Mr. Kennedy mischaracterizes the piece as "correlating efficient appraisal order and delivery systems as the cause of job losses," and if he's doing it intentionally, he's bordering on libel when he adds that it betrays a "total lack of understanding of the appraisal business."
"Kennedy said the costs referenced by Killinger in the mortgage division were for a failed LOS named OPTIS and not the appraisal order and delivery system hosted by FNC named OptisValue."
This is absurd. Again, in its own press release, WaMu said Optis and OptisValue were inextricably intertwined. The goal of OptisValue was to develop a system that would integrate with Optis, as WaMu told the world and its appraisers in no uncertain terms. Is Mr. Kennedy saying there would have been an OptisValue without Optis? Is the name a coincidence?
Mr. Kennedy and Mr. Killinger don't appear to be on the same page regarding what was costing too much in the mortgage division. During his second quarter earnings conference call, Mr. Killinger addressed the hemorrhaging of the mortgage part of his operations thusly: "[O]ur mortgage business has an unacceptably high cost structure that affects results across the board. While we have adjusted many of our costs to declining volumes, we will only be able to achieve improvements in the fixed part of our cost structure when systems convergence and process improvements are made. We are making progress, but the completion of this will take some more time."
This is echoed elsewhere in analysis of the precipitous fall of WaMu's mortgage business. In its August 9 issue, Fortune reports: "Today WaMu still uses an amazing nine separate systems to originate loans, including one called LoanWorks that it has employed since its days as a small thrift and others that it picked up from acquisitions. The systems have great trouble talking to one another. According to former executives, the Tower of Babel situation drove up costs and led to long delays in closing mortgages this year and last, allowing competitors to poach loads of business. For example, early this year WaMu was taking so long to process loans that it frequently had to redo appraisals, which are good for only 90 days."

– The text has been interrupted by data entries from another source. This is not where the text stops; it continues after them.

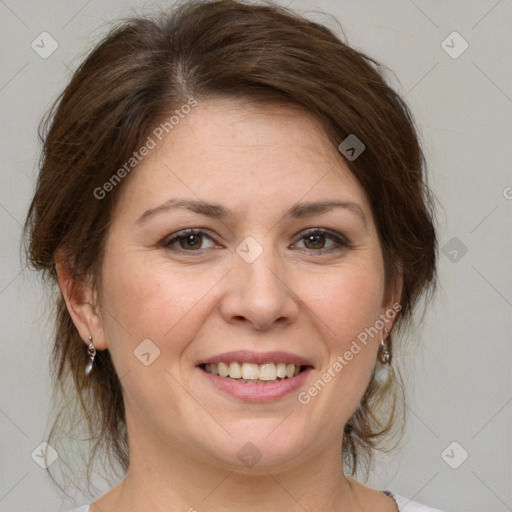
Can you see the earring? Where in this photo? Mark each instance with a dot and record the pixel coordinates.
(384, 370)
(385, 350)
(92, 355)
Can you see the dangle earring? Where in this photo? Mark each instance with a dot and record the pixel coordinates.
(384, 370)
(92, 354)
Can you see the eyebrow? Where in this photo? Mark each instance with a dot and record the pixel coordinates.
(297, 211)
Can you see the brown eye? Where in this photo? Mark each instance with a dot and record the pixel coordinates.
(186, 241)
(317, 239)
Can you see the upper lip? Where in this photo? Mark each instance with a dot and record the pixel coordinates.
(247, 356)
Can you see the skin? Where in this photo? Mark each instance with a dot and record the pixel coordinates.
(184, 434)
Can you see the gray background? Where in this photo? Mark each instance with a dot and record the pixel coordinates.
(458, 364)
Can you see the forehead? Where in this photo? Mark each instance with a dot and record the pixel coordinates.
(243, 153)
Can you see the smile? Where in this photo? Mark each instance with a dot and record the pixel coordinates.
(252, 372)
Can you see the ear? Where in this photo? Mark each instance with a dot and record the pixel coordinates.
(81, 301)
(391, 306)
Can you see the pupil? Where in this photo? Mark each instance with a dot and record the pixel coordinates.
(315, 239)
(189, 240)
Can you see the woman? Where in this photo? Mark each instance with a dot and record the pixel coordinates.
(233, 204)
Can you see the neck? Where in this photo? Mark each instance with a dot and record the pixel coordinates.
(173, 480)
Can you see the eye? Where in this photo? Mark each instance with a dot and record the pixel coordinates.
(189, 240)
(315, 240)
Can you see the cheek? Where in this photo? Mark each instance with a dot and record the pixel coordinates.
(146, 298)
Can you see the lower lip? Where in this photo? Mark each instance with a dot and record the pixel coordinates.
(256, 393)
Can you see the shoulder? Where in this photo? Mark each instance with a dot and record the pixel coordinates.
(407, 505)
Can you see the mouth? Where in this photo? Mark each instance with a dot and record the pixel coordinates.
(256, 377)
(253, 373)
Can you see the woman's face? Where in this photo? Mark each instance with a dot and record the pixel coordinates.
(255, 284)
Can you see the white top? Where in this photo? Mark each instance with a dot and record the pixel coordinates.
(404, 505)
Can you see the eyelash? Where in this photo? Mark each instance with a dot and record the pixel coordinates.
(339, 240)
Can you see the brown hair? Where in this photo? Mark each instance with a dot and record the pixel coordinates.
(138, 75)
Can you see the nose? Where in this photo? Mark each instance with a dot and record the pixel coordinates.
(258, 293)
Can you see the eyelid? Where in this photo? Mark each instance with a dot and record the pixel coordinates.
(340, 241)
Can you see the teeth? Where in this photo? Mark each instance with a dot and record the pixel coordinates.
(235, 370)
(253, 372)
(281, 370)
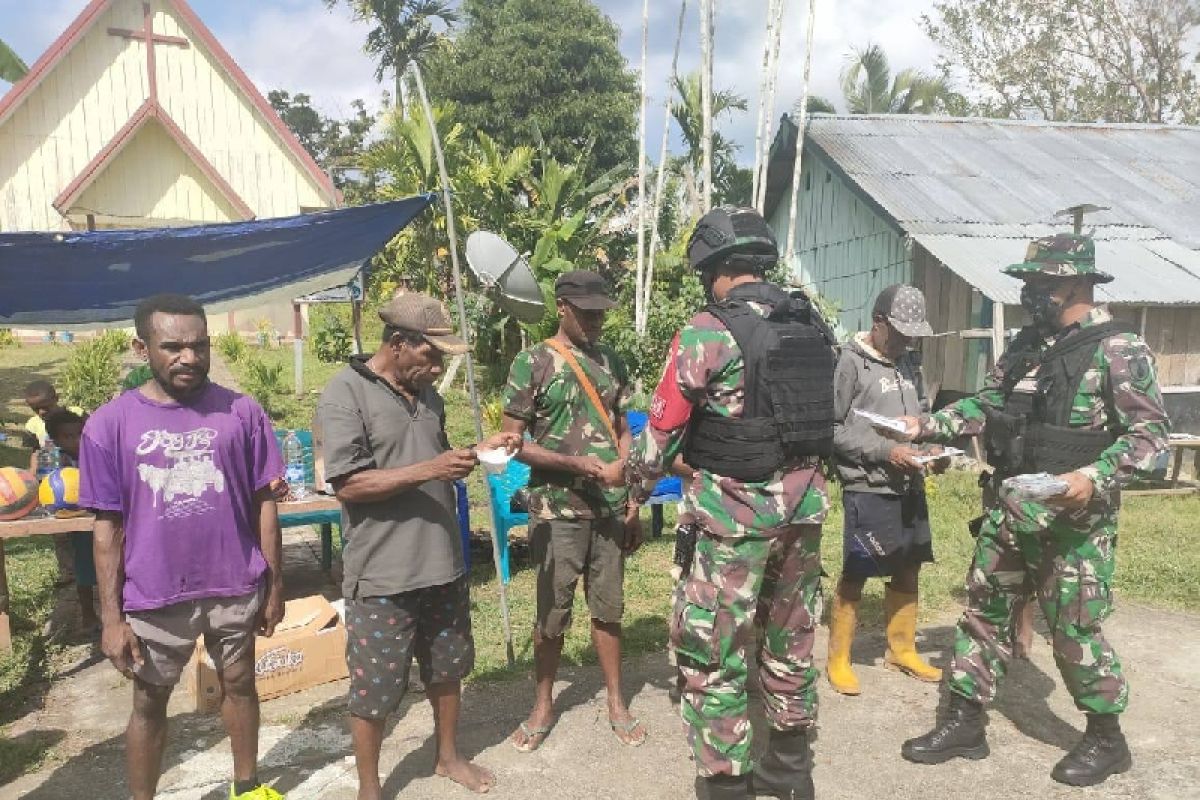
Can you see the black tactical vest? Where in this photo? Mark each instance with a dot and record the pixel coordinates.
(789, 362)
(1032, 433)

There is no doubt of Optis' contribution to this. Fortune also reported that "Optis worked well for processing mortgage applications, but it failed in the far more important tasks of processing, underwriting, and closing the loans. According to sources familiar with WaMu's IT operations, the company started shutting down Optis in March; the snafu was a big contributor to WaMu's $248 million of charges in recent quarters. The company has never acknowledged that it is eliminating most of Optis, on which it is said to have spent more than $500 million, or divulged the amount it will eventually have to write down."
So perhaps Mr. Kennedy, when he contends that wamuappraisal.com and optisvalue.com live on, only "behind a firewall for security reasons," so that they can only still be accessed by anyone who wants to view them in Google™ caches or the Internet Archive Wayback Machine at http://www.archive.org/web/web.php, is among those to whom WaMu has not acknowledged that it is eliminating most of Optis or the breadth of the thrift's investment in it.
We wish WaMu a speedy recovery from what has been a dramatic falloff in its mortgage business, which has been due to several very complicated factors. Our fondest hope is that WaMu's approved appraisers continue to get the volume of work and reliable pay they've come to expect from what is still the country's third-largest originator. We will not apologize for analyzing WaMu's acknowledged problems from an appraisal perspective and advocating what we think is the right solution. That's what our readers expect and deserve. And WaMu doesn't deserve to be dragged into a "brewing battle" that doesn't exist.